Graphical Elements in Visualization

When designing a plot, it is important to consider the graphical elements that represent data and those that do not. The former includes elements such as points in a scatter plot, bars in a histogram or barplot, or shaded areas in a heatmap. These elements directly represent the data being visualized. On the other hand, elements such as plot axes, axis ticks and labels, axis titles, legends, and plot annotations provide context and visual structure to the plot but do not directly represent the data [[1]].

Data-Ink Ratio

The concept of the "data-ink ratio" was popularized by Edward Tufte in his book "The Visual Display of Quantitative Information." The data-ink ratio refers to the proportion of a graphic's ink that is devoted to the non-redundant display of data-information. Tufte emphasizes the importance of maximizing the data-ink ratio, but also notes that it should be done "within reason." This means that while it is important to reduce non-data ink to avoid clutter, completely removing all non-data ink can result in poor design choices [[2]].

Finding the Right Balance

Finding the appropriate amount of context in a visualization is crucial. While reducing non-data ink can lead to less cluttered and more elegant visualizations, it is important to strike a balance. Overly minimizing plot elements that provide context and visual structure can make figures difficult to read, confusing, or unappealing. It is important to consider the readability and clarity of the visualization when making design choices [[2]].

Background Grids

Background grids in a plot can help the reader discern specific data values and compare values in different parts of the plot. However, gridlines can also add visual noise, especially when they are prominent or densely spaced. The choice of whether to use a grid, how to format it, and how densely to space it can vary depending on personal preference and the specific visualization. There isn't necessarily one best choice for background grids, and different grid styles can be used to achieve different visual effects [[3]].
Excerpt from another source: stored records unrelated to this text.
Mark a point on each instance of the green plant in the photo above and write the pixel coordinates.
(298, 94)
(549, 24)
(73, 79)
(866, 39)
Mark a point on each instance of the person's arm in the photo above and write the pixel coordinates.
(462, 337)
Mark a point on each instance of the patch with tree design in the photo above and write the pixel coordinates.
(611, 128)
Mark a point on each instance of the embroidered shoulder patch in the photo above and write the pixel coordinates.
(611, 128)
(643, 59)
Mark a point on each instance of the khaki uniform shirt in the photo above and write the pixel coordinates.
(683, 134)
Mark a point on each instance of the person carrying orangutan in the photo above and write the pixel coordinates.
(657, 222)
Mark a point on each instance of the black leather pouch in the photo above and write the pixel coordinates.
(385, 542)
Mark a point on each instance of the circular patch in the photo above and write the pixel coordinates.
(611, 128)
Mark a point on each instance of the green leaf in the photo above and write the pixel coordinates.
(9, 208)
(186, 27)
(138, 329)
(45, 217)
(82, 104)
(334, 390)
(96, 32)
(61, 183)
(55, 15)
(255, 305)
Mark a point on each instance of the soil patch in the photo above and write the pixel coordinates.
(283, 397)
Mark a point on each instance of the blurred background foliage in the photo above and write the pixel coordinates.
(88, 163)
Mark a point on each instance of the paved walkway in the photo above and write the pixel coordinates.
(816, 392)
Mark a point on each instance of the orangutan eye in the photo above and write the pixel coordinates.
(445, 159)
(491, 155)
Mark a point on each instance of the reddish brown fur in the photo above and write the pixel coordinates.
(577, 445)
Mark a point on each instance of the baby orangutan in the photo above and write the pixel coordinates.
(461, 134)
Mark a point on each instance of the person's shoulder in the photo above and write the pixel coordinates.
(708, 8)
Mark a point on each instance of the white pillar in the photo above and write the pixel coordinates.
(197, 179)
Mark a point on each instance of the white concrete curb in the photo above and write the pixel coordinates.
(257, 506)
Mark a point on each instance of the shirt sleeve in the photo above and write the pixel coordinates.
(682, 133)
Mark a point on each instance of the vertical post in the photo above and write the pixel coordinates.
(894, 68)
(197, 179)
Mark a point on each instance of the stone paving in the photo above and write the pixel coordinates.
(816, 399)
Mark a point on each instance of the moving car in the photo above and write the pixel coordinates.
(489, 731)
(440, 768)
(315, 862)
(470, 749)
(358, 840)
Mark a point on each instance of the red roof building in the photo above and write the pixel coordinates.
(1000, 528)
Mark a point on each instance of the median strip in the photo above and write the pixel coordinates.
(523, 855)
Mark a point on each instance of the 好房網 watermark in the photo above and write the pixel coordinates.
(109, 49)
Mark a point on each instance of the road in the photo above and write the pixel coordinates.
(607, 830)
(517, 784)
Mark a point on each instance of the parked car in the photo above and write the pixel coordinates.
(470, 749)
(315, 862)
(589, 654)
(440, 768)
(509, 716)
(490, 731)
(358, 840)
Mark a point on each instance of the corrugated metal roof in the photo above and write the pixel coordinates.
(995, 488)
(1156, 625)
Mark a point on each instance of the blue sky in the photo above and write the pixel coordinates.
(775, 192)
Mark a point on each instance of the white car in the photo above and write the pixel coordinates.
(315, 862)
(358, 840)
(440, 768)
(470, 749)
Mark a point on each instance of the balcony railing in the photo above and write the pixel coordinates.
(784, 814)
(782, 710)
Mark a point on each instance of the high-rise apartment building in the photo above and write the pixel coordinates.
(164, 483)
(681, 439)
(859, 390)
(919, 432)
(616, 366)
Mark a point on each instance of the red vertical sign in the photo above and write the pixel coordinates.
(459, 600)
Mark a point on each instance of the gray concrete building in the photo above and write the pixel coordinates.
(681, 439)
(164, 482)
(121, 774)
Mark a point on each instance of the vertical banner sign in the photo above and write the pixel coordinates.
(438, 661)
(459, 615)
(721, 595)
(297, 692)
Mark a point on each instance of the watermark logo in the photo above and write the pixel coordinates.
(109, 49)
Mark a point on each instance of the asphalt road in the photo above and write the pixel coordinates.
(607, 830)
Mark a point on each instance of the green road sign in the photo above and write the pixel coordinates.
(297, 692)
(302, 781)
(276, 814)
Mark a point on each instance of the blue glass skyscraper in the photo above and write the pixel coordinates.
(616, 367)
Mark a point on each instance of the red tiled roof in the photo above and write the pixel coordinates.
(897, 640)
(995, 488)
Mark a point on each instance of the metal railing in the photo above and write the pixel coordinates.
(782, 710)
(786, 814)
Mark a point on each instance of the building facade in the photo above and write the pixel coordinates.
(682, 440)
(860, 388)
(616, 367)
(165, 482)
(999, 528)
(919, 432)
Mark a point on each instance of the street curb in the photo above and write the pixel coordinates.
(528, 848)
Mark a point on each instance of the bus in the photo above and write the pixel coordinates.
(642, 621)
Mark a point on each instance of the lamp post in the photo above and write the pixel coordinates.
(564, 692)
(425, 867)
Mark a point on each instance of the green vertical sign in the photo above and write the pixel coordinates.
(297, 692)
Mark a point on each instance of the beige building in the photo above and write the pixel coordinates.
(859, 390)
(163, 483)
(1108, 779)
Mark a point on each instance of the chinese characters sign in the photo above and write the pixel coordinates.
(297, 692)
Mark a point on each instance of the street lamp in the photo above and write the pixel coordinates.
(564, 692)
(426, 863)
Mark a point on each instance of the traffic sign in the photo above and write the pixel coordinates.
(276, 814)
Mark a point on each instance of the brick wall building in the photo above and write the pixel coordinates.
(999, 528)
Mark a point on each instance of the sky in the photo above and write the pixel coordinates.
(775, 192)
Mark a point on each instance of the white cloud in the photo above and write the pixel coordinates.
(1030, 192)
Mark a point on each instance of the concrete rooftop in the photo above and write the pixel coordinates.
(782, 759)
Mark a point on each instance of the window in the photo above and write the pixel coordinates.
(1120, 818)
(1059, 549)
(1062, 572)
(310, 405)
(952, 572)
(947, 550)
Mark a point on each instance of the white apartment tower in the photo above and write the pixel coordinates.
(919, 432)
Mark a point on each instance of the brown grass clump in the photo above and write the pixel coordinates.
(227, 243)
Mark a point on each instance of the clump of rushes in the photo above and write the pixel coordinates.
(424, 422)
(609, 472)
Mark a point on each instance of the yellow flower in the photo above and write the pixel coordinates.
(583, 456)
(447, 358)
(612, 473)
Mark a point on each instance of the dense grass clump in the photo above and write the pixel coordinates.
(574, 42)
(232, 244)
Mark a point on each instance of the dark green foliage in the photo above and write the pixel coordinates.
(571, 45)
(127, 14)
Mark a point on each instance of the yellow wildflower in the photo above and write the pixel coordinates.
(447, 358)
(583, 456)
Paired Data and Diagonal Lines

In scatter plots of paired data, where the relevant comparison is the x = y line, it is often helpful to draw a diagonal line instead of a grid. The diagonal line helps to immediately identify which data points are higher or lower in one variable relative to the other. This visual reference can be lost when using a background grid without a diagonal line. Therefore, when comparing paired data, it is recommended to use a diagonal line to enhance the clarity of the visualization [[4]].

Summary

In summary, when designing visualizations, it is important to consider the balance between data and non-data ink. Maximizing the data-ink ratio within reason is a common recommendation, but completely removing all non-data ink can result in poor design choices. Background grids can be useful for providing context and aiding data comparison, but the choice of grid style and density depends on personal preference and the specific visualization. When comparing paired data, using a diagonal line can enhance the clarity of the visualization [[1]][[2]][[3]][[4]].